First, I know the initial foreach loop does not work this way. I had solved by putting the while (<input>) on top of it and splitting the lines directly into @line. But what I want is what I try to write below (@data is an array of arrays from a tab delimited file).

Second, the loop breaks because of the if clause that is supposed to catch duplicates. But it looks o.k. to me.

Third, and most important, the three dimensional array of arrays I think I am creating does not materialize in the test. I quite sure I'm making a mistake with the references to arrays but can't come up with the solution.

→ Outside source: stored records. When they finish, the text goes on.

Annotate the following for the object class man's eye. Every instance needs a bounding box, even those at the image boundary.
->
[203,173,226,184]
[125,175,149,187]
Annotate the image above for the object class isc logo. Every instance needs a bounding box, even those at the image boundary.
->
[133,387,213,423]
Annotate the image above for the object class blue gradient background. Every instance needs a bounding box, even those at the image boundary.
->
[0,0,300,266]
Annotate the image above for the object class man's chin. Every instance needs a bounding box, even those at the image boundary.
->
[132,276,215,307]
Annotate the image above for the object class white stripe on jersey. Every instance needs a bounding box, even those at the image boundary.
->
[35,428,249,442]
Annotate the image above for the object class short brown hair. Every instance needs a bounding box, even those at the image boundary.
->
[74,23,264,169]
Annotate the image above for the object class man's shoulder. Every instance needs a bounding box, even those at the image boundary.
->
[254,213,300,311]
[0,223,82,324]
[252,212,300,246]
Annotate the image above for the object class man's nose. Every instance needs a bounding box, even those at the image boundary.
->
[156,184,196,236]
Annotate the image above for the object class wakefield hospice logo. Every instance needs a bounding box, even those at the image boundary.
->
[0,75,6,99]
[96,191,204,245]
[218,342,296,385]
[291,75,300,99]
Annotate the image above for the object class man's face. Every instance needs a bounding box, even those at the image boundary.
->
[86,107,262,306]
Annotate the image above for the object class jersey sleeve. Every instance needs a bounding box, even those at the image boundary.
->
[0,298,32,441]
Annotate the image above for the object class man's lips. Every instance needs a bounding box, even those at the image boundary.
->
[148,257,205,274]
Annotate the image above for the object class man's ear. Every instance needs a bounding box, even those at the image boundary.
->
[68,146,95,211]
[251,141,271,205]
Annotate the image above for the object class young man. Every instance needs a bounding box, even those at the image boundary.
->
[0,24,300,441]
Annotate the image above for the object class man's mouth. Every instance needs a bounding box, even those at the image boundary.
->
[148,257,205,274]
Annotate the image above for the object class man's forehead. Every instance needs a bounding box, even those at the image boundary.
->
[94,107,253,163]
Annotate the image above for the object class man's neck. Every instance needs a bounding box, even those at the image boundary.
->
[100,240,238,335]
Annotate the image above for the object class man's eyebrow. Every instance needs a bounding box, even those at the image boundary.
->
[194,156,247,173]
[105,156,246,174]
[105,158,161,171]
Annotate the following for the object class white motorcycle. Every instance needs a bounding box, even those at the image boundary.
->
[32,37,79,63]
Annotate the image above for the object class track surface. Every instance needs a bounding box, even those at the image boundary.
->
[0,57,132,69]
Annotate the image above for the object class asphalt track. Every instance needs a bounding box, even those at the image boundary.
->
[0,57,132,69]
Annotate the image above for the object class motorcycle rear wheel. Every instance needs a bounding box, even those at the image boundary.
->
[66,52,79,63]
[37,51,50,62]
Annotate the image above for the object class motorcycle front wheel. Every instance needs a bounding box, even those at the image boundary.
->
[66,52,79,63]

foreach @line (@data) { for my $tree (0..17) { for my $stem (0..10) { for my $height (0..2) { if (@line[0]==$tree and @line[ +1]==$stem and @line[2]==$height) { if (defined $mdarray[$ +tree][$stem][$height]) { print "there's a dupli +cate stem!\n" } else { $mdarray[$tree][$stem] +[$height]=[@line]; } } } } } } print "Test: @{$mdarray[1][1][1]}\n";
Thank you for your help.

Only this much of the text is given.